Washington's poodle
Chilcot Report on Iraq War Offers Devastating Critique of Tony Blair
By STEVEN ERLANGER and STEPHEN CASTLENew York Times, JULY 6, 2016
LONDON — Prime Minister Tony Blair of Britain went to war alongside the United States in Iraq in 2003 on the basis of flawed intelligence that went unchallenged, a shaky legal rationale, inadequate preparation and exaggerated public statements, an independent inquiry into the war concluded in a report published on Wednesday.
The long-awaited report by the Iraq Inquiry Committee, led by John Chilcot, takes up 12 volumes covering 2.6 million words, four times longer than “War and Peace,” and took seven years to complete, longer than Britain’s combat operations in Iraq. It concluded that Mr. Blair and the British government underestimated the difficulties and consequences of the war and overestimated the influence he would have over President George W. Bush.

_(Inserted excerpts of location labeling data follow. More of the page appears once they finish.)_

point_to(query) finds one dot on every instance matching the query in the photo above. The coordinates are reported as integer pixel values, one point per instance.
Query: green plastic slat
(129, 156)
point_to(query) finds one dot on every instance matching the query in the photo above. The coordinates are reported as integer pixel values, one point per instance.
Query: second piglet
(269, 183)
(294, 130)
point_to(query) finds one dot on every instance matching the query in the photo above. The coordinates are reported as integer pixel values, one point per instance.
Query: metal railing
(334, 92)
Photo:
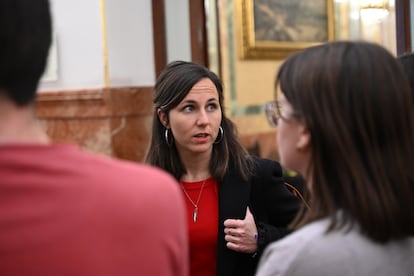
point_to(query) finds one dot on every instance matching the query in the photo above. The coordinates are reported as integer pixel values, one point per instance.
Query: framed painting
(273, 29)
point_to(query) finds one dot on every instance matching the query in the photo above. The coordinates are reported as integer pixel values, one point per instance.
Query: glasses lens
(271, 113)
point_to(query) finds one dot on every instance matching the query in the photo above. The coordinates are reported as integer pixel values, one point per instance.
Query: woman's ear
(163, 117)
(304, 141)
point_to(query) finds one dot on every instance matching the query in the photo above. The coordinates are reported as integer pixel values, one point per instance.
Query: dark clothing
(271, 204)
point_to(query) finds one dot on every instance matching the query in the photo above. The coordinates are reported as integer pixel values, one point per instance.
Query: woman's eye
(212, 107)
(188, 108)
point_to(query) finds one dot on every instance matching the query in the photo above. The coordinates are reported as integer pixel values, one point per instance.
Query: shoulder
(122, 182)
(281, 255)
(267, 165)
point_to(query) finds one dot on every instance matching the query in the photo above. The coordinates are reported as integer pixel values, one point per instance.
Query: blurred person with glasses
(345, 121)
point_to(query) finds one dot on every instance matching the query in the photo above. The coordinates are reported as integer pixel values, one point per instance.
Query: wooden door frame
(403, 26)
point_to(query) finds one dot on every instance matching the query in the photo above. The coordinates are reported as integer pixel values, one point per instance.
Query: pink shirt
(67, 212)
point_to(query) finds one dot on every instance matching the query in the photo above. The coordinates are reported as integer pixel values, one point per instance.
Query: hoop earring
(167, 138)
(220, 136)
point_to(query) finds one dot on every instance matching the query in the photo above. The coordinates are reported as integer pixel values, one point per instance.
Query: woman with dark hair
(236, 204)
(345, 120)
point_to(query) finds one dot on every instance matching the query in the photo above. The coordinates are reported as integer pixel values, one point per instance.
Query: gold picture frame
(275, 29)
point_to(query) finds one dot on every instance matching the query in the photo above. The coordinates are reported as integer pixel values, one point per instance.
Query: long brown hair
(357, 105)
(172, 86)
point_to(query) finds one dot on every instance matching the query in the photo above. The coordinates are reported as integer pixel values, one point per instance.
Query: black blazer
(271, 203)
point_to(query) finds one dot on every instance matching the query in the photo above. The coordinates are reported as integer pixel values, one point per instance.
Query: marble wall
(109, 121)
(115, 122)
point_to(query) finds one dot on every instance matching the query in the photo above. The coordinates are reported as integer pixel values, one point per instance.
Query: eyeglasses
(273, 113)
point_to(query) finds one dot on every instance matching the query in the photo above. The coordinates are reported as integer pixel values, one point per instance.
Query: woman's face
(195, 121)
(293, 139)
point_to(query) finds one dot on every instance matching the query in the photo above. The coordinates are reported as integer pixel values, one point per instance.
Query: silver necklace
(195, 205)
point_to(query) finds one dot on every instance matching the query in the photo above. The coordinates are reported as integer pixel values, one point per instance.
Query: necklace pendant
(195, 214)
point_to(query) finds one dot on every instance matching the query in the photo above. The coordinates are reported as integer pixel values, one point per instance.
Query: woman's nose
(202, 117)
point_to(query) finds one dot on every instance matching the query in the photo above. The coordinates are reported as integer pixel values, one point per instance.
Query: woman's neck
(197, 167)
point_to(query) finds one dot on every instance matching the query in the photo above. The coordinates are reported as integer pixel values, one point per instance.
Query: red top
(203, 232)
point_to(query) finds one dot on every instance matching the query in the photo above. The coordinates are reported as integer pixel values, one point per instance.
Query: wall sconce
(373, 10)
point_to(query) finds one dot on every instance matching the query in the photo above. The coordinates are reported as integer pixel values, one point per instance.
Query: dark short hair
(357, 105)
(172, 86)
(25, 37)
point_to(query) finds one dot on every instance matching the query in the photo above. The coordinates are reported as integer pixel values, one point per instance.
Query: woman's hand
(241, 235)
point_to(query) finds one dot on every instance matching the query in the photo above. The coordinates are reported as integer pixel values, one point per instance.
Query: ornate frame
(250, 48)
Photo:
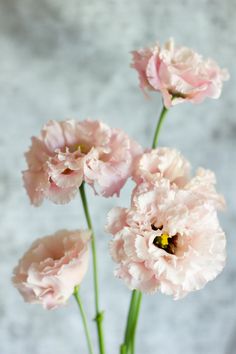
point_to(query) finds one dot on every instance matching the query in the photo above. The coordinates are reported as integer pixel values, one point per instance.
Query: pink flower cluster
(70, 152)
(170, 238)
(52, 267)
(179, 73)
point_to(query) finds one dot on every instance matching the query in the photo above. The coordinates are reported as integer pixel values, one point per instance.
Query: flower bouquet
(167, 240)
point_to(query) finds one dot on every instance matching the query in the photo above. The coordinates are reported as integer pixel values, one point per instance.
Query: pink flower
(169, 240)
(179, 73)
(162, 162)
(154, 165)
(68, 153)
(52, 267)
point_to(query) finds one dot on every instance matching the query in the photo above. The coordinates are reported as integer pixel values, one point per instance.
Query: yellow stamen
(164, 240)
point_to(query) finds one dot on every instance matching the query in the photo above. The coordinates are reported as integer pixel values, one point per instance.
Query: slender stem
(158, 127)
(128, 347)
(84, 320)
(138, 305)
(99, 314)
(131, 323)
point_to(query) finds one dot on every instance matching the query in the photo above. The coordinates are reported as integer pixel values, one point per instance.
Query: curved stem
(128, 347)
(138, 305)
(158, 127)
(131, 323)
(84, 320)
(99, 314)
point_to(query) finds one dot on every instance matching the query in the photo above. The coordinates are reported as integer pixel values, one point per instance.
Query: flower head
(165, 163)
(162, 163)
(179, 73)
(52, 267)
(168, 240)
(69, 152)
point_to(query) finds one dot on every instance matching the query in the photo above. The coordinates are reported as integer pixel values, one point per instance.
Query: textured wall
(71, 58)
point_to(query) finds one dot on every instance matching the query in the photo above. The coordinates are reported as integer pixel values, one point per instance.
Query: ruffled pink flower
(68, 153)
(169, 240)
(52, 267)
(162, 163)
(154, 165)
(179, 73)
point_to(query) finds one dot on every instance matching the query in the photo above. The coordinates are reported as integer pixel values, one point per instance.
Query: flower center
(84, 149)
(165, 241)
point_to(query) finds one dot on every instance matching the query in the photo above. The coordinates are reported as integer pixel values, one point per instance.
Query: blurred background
(70, 59)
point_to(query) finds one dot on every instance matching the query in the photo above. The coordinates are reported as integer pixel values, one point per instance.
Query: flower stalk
(99, 314)
(84, 320)
(128, 347)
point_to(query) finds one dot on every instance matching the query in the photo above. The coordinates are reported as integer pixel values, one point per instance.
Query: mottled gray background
(61, 59)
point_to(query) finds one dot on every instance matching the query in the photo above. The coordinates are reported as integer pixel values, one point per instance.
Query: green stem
(128, 347)
(158, 127)
(138, 305)
(99, 314)
(78, 300)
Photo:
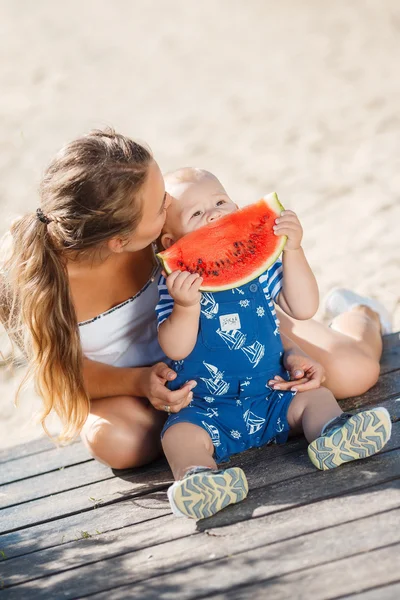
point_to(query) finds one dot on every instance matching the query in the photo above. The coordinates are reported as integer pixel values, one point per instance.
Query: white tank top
(125, 335)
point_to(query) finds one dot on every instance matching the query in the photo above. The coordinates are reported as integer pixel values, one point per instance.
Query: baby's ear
(167, 240)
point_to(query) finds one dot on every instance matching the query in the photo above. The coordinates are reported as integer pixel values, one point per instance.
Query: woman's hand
(153, 384)
(183, 287)
(305, 373)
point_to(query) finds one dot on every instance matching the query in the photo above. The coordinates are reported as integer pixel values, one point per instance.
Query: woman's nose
(214, 215)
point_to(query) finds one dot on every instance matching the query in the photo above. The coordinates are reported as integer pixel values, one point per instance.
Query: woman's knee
(351, 373)
(120, 442)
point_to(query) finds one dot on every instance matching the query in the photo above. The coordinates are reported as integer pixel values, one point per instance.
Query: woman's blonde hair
(88, 195)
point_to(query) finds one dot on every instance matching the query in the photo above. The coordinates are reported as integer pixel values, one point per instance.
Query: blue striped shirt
(270, 281)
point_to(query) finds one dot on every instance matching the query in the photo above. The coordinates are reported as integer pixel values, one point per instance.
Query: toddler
(229, 342)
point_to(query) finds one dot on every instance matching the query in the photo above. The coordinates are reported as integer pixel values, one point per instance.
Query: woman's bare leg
(349, 352)
(123, 432)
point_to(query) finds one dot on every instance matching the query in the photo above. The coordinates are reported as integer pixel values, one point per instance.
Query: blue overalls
(238, 350)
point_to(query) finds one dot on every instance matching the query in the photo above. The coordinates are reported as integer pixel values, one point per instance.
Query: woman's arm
(103, 381)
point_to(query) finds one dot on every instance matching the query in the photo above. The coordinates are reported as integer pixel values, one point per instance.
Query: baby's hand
(288, 224)
(183, 287)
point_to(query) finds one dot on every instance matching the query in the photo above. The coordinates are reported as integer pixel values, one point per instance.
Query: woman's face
(155, 202)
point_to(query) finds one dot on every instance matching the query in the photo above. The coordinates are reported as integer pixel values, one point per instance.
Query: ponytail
(39, 316)
(89, 193)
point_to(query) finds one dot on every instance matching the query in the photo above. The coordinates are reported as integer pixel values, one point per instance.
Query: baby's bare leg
(349, 352)
(348, 438)
(310, 411)
(186, 445)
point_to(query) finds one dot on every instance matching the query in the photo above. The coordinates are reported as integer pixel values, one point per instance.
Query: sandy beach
(298, 97)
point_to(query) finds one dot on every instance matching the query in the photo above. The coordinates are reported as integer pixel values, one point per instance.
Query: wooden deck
(71, 528)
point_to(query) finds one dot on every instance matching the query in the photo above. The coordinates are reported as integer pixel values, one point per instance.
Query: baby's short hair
(187, 175)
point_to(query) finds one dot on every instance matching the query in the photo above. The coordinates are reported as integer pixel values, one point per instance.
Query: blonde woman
(78, 295)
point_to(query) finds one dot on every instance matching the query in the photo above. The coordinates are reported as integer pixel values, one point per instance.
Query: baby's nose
(214, 215)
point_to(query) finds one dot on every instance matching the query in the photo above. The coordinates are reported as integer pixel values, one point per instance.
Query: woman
(78, 295)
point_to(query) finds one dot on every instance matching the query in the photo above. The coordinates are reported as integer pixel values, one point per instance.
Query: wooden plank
(30, 466)
(390, 360)
(61, 480)
(57, 458)
(248, 534)
(136, 480)
(191, 566)
(40, 445)
(108, 518)
(388, 592)
(260, 465)
(391, 341)
(326, 582)
(273, 499)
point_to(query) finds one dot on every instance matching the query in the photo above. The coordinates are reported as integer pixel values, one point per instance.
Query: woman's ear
(116, 245)
(167, 240)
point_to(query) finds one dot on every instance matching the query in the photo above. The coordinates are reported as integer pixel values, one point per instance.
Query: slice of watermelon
(231, 251)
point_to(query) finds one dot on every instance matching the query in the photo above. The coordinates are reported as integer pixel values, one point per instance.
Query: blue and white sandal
(351, 437)
(203, 491)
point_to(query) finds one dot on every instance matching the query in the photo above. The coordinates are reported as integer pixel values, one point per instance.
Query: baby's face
(194, 204)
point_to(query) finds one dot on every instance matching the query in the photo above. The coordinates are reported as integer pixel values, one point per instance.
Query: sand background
(301, 97)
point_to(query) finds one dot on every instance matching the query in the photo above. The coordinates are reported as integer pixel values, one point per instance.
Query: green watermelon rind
(273, 202)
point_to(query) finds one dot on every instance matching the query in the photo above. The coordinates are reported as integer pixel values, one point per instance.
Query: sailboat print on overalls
(214, 433)
(215, 384)
(233, 338)
(253, 422)
(211, 307)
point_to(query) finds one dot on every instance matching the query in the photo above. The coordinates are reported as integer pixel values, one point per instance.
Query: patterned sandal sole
(203, 494)
(361, 436)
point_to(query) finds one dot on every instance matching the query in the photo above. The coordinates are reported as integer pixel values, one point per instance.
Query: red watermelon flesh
(231, 251)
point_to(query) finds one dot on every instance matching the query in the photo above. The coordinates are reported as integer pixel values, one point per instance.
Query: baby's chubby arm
(299, 296)
(177, 335)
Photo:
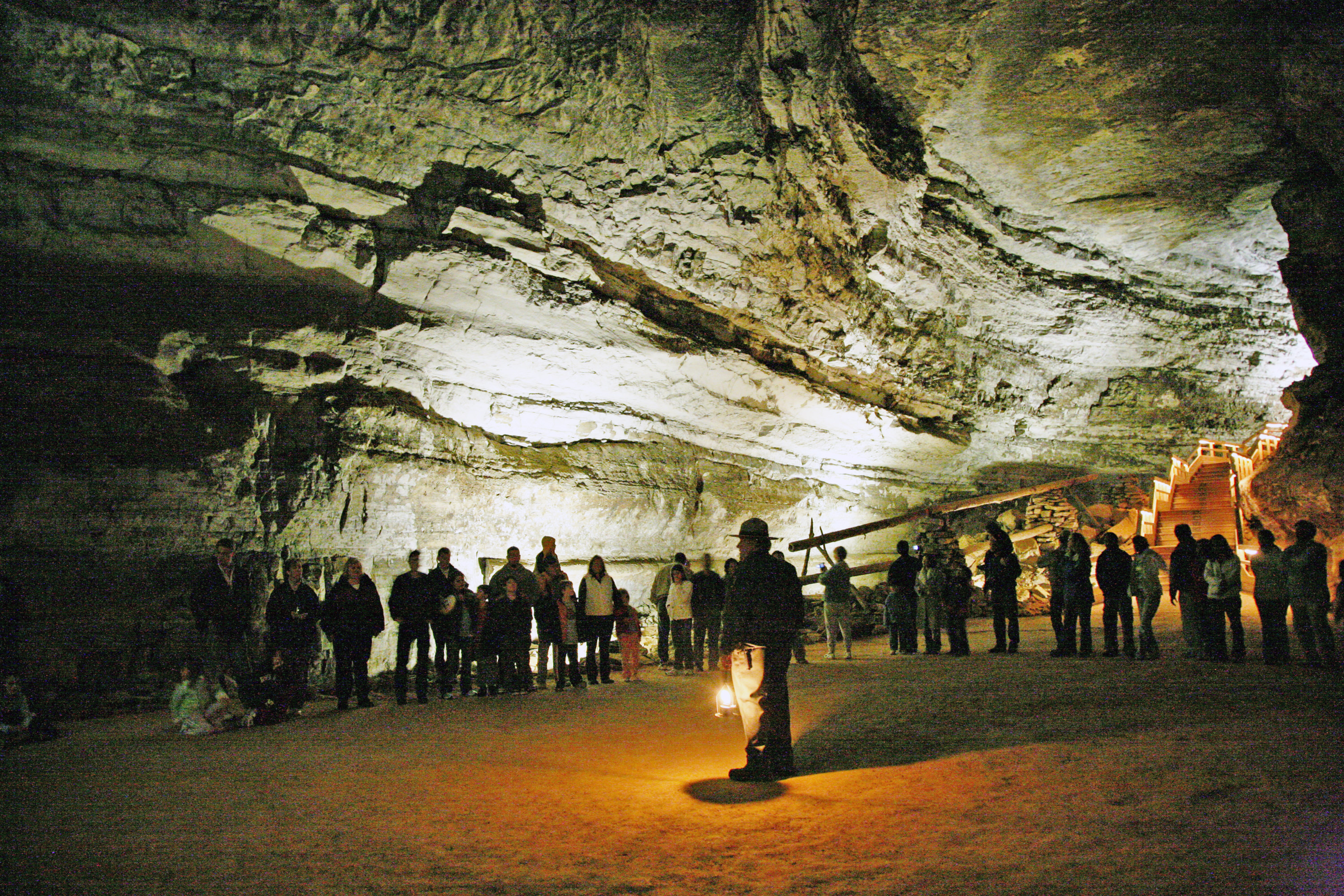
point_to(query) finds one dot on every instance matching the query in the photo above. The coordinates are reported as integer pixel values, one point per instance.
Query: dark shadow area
(729, 793)
(914, 711)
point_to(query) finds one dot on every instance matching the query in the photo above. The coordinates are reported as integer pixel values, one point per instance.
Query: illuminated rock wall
(350, 279)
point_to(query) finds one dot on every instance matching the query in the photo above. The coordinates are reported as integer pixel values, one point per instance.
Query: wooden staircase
(1205, 504)
(1202, 491)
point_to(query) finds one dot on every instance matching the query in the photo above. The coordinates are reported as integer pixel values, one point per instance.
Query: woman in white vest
(597, 605)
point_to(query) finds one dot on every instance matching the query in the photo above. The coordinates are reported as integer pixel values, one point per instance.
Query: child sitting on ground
(190, 699)
(18, 722)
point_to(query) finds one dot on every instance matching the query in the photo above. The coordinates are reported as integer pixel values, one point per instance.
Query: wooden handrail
(965, 504)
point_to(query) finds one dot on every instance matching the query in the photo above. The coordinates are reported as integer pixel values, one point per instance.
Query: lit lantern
(725, 704)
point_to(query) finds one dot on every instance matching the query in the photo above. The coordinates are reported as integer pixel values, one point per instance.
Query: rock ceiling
(883, 248)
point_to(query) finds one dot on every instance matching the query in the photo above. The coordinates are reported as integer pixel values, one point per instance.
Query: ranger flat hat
(756, 528)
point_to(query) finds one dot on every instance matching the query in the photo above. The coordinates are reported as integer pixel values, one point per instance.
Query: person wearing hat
(761, 613)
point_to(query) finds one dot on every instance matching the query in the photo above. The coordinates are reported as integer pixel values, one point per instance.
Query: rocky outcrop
(629, 272)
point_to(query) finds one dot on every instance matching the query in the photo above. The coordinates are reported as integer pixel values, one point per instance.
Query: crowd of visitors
(479, 641)
(476, 641)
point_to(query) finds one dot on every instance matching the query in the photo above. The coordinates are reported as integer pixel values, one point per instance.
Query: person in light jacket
(932, 586)
(1147, 589)
(597, 605)
(1272, 599)
(1223, 575)
(838, 606)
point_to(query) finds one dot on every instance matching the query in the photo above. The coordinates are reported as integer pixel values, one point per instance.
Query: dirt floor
(991, 774)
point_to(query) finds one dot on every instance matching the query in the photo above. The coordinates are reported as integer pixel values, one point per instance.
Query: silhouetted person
(659, 594)
(292, 622)
(1054, 563)
(932, 589)
(1080, 599)
(1002, 570)
(800, 646)
(1272, 599)
(447, 630)
(1187, 585)
(597, 614)
(956, 602)
(902, 602)
(761, 614)
(1147, 587)
(838, 605)
(707, 613)
(412, 605)
(529, 590)
(353, 614)
(222, 603)
(1113, 571)
(1310, 595)
(1223, 575)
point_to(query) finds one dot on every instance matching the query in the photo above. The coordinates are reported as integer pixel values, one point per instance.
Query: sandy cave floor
(991, 774)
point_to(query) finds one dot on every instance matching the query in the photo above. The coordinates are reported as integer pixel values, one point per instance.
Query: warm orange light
(725, 706)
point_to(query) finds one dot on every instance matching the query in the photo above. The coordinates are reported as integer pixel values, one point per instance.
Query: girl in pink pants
(628, 630)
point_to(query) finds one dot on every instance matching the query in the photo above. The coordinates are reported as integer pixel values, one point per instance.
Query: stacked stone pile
(1053, 508)
(1123, 492)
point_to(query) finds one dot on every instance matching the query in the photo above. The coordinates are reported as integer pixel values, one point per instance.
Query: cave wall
(1303, 480)
(347, 279)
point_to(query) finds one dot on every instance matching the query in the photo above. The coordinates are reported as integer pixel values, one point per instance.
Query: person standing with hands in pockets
(762, 610)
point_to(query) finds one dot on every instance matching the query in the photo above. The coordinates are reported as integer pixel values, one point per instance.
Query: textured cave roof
(879, 241)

The result amounts to a broad indictment of Britain’s involvement in the Iraq war that overthrew Saddam Hussein and its aftermath, and it portrays Mr. Blair as trying without success to restrain Mr. Bush, to push him to obtain full United Nations Security Council authorization and to warn about the difficulties of the war — and deciding to go to war alongside Washington nonetheless.
Judging that Britain should stand by the United States, Mr. Blair told Mr. Bush in a private note as early as July 28, 2002, “I will be with you, whatever.” Mr. Blair knew by January 2003 that Washington had decided to go to war to overthrow Mr. Hussein and accepted the American timetable for the military action by mid-March, pushing only for a second Security Council resolution that never came, “undermining the Security Council’s authority,” the report concludes.